Depois do empate do Benfica e frente a um adversário que lhe tem criado algumas dificuldades nas últimas épocas, o F.C.Porto venceu sem espinhas, manteve a liderança isolada e aumentou a vantagem para o 3º classificado.

Entrada em falso, um golo oferecido, BSAD na frente do marcador - tu queres ver que o F.C.Porto frente a um adversário fraco, sem identidade, sem adeptos, sem estádio, que é último classificado no campeonato e já vai no terceiro treinador, vai voltar a complicar, a história de perder pontos no Jamor vai repetir-se? 

Reacção começou a desenhar-se antes da expulsão, com a expulsão intensificou-se, Evanilson fez o 1-1, Taremi marcou, mas o VAR e bem, anulou, voltou a marcar, mas o árbitro marcou falta, resultado ao intervalo era um empate que castigava a entrada pouco inspirada da equipa de Sérgio Conceição, hoje substituído no banco por Vítor Bruno.

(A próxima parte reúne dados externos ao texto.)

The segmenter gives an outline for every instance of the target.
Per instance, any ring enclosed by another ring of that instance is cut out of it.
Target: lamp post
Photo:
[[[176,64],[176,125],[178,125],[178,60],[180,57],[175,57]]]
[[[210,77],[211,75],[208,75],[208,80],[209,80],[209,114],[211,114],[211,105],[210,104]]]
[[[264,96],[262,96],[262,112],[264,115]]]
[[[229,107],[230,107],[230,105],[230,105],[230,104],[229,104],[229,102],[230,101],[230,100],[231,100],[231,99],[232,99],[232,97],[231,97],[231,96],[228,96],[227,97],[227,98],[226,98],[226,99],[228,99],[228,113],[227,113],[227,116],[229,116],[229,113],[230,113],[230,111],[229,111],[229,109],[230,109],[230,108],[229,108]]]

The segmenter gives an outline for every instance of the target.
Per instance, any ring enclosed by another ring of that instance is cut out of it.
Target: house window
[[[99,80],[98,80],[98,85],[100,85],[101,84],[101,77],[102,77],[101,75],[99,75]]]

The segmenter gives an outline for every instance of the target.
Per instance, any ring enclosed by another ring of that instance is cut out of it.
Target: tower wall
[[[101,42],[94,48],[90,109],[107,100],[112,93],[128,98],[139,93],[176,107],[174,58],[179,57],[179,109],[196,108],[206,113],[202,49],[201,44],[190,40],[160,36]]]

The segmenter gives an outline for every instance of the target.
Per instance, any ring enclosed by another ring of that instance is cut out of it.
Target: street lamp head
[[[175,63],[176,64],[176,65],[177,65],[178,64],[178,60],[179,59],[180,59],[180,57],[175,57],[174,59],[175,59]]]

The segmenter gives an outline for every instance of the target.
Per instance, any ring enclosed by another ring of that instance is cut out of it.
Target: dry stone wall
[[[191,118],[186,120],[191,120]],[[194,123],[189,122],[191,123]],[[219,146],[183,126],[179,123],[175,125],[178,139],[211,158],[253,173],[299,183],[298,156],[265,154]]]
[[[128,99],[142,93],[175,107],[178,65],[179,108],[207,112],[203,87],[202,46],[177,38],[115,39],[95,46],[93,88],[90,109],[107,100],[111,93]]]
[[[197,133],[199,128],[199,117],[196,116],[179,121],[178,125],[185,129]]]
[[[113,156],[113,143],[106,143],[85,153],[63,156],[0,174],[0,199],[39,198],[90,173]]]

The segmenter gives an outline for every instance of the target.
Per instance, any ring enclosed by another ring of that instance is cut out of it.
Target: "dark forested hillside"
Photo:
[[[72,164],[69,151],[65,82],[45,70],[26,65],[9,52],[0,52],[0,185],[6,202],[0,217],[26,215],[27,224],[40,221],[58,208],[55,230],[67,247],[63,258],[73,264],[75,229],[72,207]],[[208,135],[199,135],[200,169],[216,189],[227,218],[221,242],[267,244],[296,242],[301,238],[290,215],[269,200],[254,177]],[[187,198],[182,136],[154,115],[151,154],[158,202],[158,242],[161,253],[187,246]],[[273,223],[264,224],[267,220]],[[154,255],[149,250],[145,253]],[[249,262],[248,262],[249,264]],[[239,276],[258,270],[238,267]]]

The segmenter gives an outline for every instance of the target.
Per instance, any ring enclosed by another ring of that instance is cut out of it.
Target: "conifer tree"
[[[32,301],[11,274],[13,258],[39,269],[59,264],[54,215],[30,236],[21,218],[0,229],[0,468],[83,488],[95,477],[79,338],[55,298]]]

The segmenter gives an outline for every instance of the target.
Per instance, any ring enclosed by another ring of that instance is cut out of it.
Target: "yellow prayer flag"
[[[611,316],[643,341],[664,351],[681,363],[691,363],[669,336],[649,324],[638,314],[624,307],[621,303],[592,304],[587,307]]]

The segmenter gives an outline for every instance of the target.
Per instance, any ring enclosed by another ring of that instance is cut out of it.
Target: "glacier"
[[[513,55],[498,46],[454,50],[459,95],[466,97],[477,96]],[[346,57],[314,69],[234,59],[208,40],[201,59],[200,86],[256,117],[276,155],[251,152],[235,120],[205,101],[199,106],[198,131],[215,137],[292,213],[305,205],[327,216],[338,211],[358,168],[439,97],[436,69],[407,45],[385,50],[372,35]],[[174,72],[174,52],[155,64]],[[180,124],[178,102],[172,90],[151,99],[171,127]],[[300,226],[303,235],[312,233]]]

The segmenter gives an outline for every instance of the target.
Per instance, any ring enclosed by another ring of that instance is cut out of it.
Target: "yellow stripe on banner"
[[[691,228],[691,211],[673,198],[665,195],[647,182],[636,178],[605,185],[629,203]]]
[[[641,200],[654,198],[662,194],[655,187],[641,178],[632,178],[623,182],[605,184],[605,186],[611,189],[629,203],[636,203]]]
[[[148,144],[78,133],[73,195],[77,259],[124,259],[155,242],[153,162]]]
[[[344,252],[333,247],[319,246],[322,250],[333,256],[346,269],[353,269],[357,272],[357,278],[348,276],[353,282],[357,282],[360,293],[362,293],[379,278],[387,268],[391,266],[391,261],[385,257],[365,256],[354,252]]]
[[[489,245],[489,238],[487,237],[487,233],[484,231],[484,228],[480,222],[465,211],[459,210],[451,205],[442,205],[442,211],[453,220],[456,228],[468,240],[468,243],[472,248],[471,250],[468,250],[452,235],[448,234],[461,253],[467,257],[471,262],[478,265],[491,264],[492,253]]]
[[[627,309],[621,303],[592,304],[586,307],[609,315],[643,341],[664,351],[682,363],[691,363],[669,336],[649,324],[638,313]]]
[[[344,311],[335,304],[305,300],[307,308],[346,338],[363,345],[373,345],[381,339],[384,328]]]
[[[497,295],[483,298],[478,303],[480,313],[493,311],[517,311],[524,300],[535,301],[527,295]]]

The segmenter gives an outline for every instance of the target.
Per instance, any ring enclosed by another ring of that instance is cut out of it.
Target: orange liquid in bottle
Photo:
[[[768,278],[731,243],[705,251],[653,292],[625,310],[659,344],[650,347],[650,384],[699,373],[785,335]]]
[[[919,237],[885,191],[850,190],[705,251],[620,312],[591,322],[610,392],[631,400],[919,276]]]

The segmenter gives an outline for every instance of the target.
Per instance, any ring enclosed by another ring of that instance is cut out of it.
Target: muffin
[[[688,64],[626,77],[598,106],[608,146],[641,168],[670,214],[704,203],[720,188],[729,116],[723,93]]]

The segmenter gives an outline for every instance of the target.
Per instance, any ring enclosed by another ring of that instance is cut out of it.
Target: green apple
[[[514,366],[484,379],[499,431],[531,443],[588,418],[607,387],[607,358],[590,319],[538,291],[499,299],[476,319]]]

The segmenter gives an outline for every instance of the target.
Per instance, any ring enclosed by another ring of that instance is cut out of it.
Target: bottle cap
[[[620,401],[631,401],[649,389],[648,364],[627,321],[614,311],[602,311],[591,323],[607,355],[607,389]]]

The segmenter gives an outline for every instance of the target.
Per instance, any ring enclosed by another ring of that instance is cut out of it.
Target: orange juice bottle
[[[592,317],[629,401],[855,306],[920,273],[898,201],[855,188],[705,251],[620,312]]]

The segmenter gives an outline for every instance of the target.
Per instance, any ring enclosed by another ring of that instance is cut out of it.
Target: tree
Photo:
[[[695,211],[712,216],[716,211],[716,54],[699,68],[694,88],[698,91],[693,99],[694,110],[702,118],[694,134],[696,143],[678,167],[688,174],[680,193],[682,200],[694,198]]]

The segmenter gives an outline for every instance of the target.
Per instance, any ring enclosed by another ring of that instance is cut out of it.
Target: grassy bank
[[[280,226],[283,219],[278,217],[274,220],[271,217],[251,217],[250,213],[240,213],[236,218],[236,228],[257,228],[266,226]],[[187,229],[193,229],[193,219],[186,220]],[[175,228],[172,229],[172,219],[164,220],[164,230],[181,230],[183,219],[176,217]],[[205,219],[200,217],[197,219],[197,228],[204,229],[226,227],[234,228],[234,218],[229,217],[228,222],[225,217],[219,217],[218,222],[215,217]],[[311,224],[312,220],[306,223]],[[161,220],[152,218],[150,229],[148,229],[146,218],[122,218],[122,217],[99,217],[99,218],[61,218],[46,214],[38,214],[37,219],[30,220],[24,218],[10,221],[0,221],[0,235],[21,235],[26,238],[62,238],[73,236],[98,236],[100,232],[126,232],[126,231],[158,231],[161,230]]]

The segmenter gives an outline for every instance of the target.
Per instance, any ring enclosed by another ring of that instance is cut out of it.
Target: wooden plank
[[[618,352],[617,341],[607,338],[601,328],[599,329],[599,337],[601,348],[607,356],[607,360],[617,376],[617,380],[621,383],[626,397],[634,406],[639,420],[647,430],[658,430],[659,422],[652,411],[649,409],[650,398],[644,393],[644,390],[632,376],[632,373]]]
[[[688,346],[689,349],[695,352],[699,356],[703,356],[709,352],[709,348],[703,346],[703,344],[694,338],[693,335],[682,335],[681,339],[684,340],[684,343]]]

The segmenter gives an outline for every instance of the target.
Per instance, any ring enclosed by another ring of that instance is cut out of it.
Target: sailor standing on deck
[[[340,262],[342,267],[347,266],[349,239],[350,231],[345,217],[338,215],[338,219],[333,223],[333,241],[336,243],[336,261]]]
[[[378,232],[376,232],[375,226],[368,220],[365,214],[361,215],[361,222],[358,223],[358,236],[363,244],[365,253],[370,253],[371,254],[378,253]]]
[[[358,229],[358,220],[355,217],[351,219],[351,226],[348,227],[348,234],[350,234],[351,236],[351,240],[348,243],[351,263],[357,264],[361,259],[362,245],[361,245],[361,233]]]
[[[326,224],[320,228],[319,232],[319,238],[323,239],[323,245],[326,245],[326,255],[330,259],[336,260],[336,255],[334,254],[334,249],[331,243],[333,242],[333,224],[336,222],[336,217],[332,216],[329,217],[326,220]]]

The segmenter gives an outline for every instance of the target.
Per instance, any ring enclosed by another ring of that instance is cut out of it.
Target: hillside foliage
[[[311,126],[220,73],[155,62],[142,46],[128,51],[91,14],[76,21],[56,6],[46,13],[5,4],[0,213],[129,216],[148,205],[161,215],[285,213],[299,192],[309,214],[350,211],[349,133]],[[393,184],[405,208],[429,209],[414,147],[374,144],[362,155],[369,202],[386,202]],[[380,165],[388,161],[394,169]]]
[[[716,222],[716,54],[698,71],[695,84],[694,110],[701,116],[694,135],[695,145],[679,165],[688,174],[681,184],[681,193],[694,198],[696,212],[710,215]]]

Na segunda-parte as coisas continuaram a melhorar, Evanilson bisou e consumou a reviravolta, Taremi, após passe açucarado de Fábio Vieira marcou e desta vez valeu. Mais tarde Evanilson numa noite de grande fulgor, fez um hat-trick, deu cor à vitória justíssima dos portistas - Ainda deu para Luis Díaz falhar um penálti. 


Tudo somado, mais três pontos, mais uma vitória clara, numa exibição que começou mal, mas acabou bem.


Duas notas finais:

Saúde-se e aplauda-se os milhares de portistas que num domingo à noite estiveram no Jamor no apoio à sua equipa.


Aplauda-se também a estreia dos jovens da equipa B, João Mendes e Gonçalo Borges no campeonato.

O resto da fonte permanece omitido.